ERNESTO (passeando e conversando consigo mesmo; batem à porta) Quem bate? (Virando a cabeça) Quem está aí?... não ouve?
 
UMA PRETA (vigiando)  Sou eu, meu senhor!
 
ERNESTO  E o que quer?
 
A PRETA Minha senhora manda dizer se dá licença que o Sr. Soares venha ver esta casa.
 
ERNESTO Qual Soares? Diz à tua senhora que eu lá hei de ir, ou mandar.
 
A PRETA Não é isso; isso ela sabe!
 
ERNESTO Pois então o que é?!
 
A PRETA É para ele ver a casa.
 
ERNESTO Não pode ser!
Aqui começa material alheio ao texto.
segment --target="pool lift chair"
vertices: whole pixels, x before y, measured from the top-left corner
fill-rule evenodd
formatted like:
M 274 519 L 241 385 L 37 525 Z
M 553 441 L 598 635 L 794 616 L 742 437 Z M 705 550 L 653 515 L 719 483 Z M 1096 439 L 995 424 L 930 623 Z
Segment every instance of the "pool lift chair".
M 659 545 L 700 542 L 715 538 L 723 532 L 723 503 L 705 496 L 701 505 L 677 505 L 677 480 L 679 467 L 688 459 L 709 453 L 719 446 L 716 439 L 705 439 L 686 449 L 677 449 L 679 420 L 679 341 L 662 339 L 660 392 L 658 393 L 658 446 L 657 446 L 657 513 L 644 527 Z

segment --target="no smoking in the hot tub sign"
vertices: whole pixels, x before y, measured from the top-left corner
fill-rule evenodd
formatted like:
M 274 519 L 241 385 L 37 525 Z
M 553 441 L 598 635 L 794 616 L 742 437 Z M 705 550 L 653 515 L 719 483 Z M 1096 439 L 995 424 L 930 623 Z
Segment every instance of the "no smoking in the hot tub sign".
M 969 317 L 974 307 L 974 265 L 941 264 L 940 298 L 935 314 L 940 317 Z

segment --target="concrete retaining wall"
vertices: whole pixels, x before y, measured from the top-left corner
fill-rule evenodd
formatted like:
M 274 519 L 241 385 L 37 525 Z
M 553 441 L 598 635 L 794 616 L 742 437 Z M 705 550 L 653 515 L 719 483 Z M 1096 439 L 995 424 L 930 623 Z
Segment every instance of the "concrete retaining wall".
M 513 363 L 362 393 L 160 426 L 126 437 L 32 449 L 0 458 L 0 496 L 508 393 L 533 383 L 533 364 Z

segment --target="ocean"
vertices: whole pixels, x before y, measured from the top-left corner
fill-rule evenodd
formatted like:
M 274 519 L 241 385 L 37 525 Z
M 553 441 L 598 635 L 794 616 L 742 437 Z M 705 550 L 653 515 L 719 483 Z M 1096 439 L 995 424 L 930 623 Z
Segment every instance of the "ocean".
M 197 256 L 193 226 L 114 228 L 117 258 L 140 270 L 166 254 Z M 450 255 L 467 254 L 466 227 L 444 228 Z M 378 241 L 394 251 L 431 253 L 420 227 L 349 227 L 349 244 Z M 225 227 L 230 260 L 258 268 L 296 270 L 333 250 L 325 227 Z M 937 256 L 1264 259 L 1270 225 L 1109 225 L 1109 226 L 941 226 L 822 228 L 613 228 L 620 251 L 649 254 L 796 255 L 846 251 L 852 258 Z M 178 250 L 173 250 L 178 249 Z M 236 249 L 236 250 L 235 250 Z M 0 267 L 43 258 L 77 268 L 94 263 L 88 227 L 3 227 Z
Diz à tua senhora que enquanto eu aqui morar, só terão licença de entrar nesta casa pessoas de muito minha amizade e confiança; que não pode ser varejada por esse ou outro indivíduo; que eu não posso pôr à disposição de pessoa alguma salas, quarto, livros, o mais que nela tenho! Andas com pressa?
 
A PRETA Não senhor.
 
ERNESTO Pois então pega dinheiro e compra-me charutos dos melhores que encontrares.
 
A PRETA Sim senhor. (Sai)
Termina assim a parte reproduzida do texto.